Sometimes the question, “Is it sustainable?” is posed in the name of being responsible, measured, sober. Not getting carried away. But it’s a more complex question than it seems, a question that depends very much on timing, scale, and context.
If you’ve ever started something, you know that it’s usually a messy process — glad messy, to be sure, but messy nonetheless. People have been starting things since long before the era of spreadsheets and MBAs. Starting something is often a labor of love, imagination, and putting everything on the line. At least that’s how the good stuff starts. The things that begin with focus groups are a different matter.
At the small liberal arts college where I work, there’s a lot of scope to start things. In fact, one of the ways to get something growing is to call it a pilot. And it’s not usually easy to move from a pilot or grant funded enterprise to something institutionalized. So it’s not surprising that people ask of something aborning: Will it be sustainable? The trouble is that this is really a question about the context in which it is to be sustained, as much if not not more than it is about the thing under review. Take a new course, for example. Say it’s a community-based course that requires some funds to compensate partners and co-educators and support coordination. Is this sustainable? Well, the answer is of a piece with what the institution chooses to sustain — a matter often naturalized and thus invisible. Whether a course is sustainable is connected to how people’s expertise, skill, and labor are valued.
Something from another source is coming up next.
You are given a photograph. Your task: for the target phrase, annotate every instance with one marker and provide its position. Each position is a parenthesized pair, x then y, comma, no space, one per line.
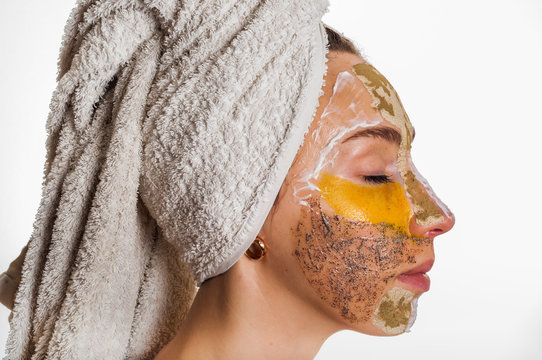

Speaking out of the start of my 25th year in the BiCo Education Program, I can say that it is not sustainable not to support this kind of work! It keeps knocking on the door because it is a necessary re-envisioning of how courses act and who they serve in the academy and in the world.
Yes, but is it sustainable? Certainly, if funding from the institution and/or beyond is sustained! And as it — a course, a new initiative, a program — realizes institutional aspirations, it will help the institution itself become sustainable.